My farewell week at Amazon. Not the last day — that's in three weeks — but the week when it became real to the people around me. I sent my farewell email on Monday. Subject: "Leaving to Make Kimchi." The email was brief: fifteen years, Principal Engineer, grateful, leaving to run a Korean meal kit company with my husband, going to make food with my birth mother's recipes. I signed it: Stephanie Park-Chen, soon to be full-time kimchi maker. Three hundred people responded. Most said congratulations. Some said they were jealous. One person — an engineer I'd worked with for seven years — wrote: "I've been reading about your company. The recipe cards made my Korean-adopted daughter cry. Thank you for making something that matters." I printed that email. I added it to the archive.
The last Amazon sprint review was Wednesday. I led it with the disengaged clarity of someone who has already left. The architecture decisions I'd been agonizing over for months suddenly seemed manageable — not because they were easier, but because they were no longer mine. Someone else will inherit them. Someone else will agonize. I am going to miss the technical work — the elegance of a well-designed system, the satisfaction of debugging complex problems. I am not going to miss anything else.

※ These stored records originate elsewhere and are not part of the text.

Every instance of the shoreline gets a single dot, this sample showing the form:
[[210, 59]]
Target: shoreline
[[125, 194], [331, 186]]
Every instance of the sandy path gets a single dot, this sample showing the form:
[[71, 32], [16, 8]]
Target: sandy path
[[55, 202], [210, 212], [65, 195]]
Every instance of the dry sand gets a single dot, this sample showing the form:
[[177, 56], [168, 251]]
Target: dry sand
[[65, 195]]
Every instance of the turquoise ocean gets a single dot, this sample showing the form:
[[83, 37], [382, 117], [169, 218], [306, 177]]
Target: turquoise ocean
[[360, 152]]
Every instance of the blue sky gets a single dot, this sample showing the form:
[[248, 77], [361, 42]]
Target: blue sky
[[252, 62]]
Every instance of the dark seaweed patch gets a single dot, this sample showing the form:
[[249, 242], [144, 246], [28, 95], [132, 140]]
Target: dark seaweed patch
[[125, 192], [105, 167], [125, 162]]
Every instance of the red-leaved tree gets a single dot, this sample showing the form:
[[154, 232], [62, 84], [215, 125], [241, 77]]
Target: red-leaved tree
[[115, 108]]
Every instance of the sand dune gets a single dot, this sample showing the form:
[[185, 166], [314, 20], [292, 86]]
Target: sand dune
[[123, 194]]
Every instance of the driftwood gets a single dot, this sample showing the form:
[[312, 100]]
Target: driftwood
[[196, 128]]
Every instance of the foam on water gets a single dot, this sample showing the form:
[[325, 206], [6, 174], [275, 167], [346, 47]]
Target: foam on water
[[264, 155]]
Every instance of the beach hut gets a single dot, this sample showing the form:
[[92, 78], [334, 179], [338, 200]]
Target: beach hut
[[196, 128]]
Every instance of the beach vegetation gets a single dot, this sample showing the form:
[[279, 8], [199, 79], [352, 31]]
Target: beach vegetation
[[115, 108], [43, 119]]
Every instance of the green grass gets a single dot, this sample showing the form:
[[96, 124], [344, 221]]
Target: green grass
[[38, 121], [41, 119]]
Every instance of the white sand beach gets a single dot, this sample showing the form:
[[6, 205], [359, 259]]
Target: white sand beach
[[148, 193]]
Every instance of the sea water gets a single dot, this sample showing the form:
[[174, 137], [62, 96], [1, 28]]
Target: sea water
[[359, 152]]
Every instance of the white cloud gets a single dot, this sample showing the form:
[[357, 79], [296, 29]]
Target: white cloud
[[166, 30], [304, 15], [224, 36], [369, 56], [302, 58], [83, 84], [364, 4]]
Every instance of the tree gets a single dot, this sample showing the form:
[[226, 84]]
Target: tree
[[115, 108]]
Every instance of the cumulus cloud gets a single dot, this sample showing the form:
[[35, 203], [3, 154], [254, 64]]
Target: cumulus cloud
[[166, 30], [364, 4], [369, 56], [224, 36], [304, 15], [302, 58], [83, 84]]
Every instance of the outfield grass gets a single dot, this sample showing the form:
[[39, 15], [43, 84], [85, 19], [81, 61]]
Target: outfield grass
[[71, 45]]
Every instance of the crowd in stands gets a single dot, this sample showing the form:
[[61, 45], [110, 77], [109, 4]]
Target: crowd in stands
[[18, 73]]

Hana tried avocado this week. She was less impressed than she was with sweet potato — she made a face that James called "the betrayal face," as though the avocado was a personal offense. She ate three spoonfuls and then refused to open her mouth. I respect this. She has boundaries. She will learn to like avocado later, or she won't, and either way she will be a person with opinions about food, which is all I ever wanted for her.
James and I celebrated my impending departure on Friday — dinner at the Korean restaurant in Ballard, the one we went to last summer. I had the jjajangmyeon again. He had the kimchi bokkeumbap again. We sat at the same table. Everything was the same and everything was different. Last time I was pregnant and scared and unsure. This time I have a daughter and a company and a decision that has been made and the making of it has set me free. James raised his glass. He said, "To the kimchi maker." I said, "To the product manager who quit first." He smiled. We clinked. The noodles were good. The future was good. Everything, for this one Friday night, was good.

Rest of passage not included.